Artificial intelligence research capabilities and impact
What we're working on
UQ AI researchers and domain experts are co-designing innovative AI solutions to tackle complex global problems together with our industry and government partners.
From health and medicine to business, agriculture, mining, energy and defence, our research impact on industry, society and government is broad and diverse.
Find out more about our key capabilities:
Data management and data science
UQ researchers are working on novel techniques for human-in-the loop data curation, data distillation, information resilience, and energy efficient algorithmic design.
The large data sets used to train current AI systems are often collected without the explicit consent of the people who created it. This raises questions about quality, consent, ownership, and privacy. Given the size of the data sets and AI models, storage, analysis and training activities create increasingly large computational and energy costs.
In practice: Detecting fake news through AI
Dr Gianluca Demartini has partnered with Facebook to:
- develop automatic fake news detection systems
- investigate the possibility of generating information credibility literacy tasks that can give people the skills to recognise fake news.
The ability to spread false information through online social networks together with the ability to profile and micro-target individuals has made it possible to create customised false content. Fortunately, similar data-driven and AI methods can also be used to detect misinformation and to control its spread.

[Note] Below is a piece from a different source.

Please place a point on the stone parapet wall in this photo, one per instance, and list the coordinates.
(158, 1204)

Computer vision and multimedia computation
This research focuses on developing algorithms and techniques for interpretation of visual information through processing, analysing, or fusing various modalities of multimedia data like images, videos, text, and audio.
Researchers at UQ aim to enable data-driven intelligence applications and services by exploring advanced deep learning models for visual recognition. This includes techniques like few-shot/zero-shot learning, adversarial learning, and graph learning to distil high-level knowledge from:
- underlying data semantics for decision making
- hashing-based retrieval in deep learning models used for multimedia retrieval
- generative AI models for image synthesis.
In practice: Artificial intelligence in skin cancer diagnostics
UQ researchers are working to develop technology that automates skin checks. Australia has the highest rate of skin cancer in the world, and early detection is one of the most important factors for improved survival rates.
Convenient and personal full body scans would allow skin cancer to be detected at a much earlier rate.
Machine learning
The use of machine learning and data mining techniques provide capabilities for analysing and understanding large, complex data. However, a key challenge is the need for large amounts of accurately labelled training data.
UQ researchers are developing techniques for building effective machine learning systems using limited or synthetically generated datasets, without sacrificing predictive performance on novel real-world data. The outcomes could contribute to important research directions in privacy-preserving machine learning, explainability in AI and transfer learning. They could also help remove barriers to applying machine learning to critical domains like healthcare, defence, cybersecurity and more.
In practice: AI-monitored ICU illness severity prediction
In the ICU, the most frequently asked question is about whether the patient is improving or deteriorating.
AI-powered software developed by UQ researchers will provide clinicians with an additional, data-driven perspective on the patient situation and their likely prognosis to assist clinicians in making better, evidence-based decisions.
Human-centred AI
While AI tools are becoming more sophisticated, evidence shows that effective use of these is limited. For example, despite decades of work on AI decision support, such tools hardly improve people’s decisions as the tools often don’t solve the right problem to begin with, and there has not been sufficient consideration of whether they fit into user workflows and contexts.
Human-centred AI research at UQ aims to improve this through human-centred methodologies to understand these problems. Research includes developing appropriate, trustworthy oversight and governance mechanisms to ensure AI systems are developed and used for the betterment of society, upholding the highest ethical principles.
In practice: Building workplace trust in AI
How can organisations build trust in their use of AI at work and encourage employees to buy in? A partnership between UQ and KPMG produced a study that found only 40% of Australians trust AI in the workplace.
The research team surveyed more than 17,000 people from 17 countries in the first global deep dive into public trust and attitudes towards the use of AI.
Generative AI
The creation of efficient and effective algorithms to create, update, and leverage large language models is a key area of research at UQ, with expertise in natural language processing, search and recommendation.
UQ researchers are conducting fundamental research, exploring:
- new solutions for how generative AI systems can provide performance guarantees or confidence scores for the results being generated
- how we can reduce the computational costs and energy costs of creating new models and/or result generation
- how these systems can be used to truly amplify human potential.
In practice: Helping farmers make data-driven decisions
AgAsk, a conversational agent being produced by UQ researchers, will give farmers access to tailored information about grain research and development.
This data is often hidden in project reports and scientific publications. Access to personalised, contextualised data allows farmers to put this data into practice.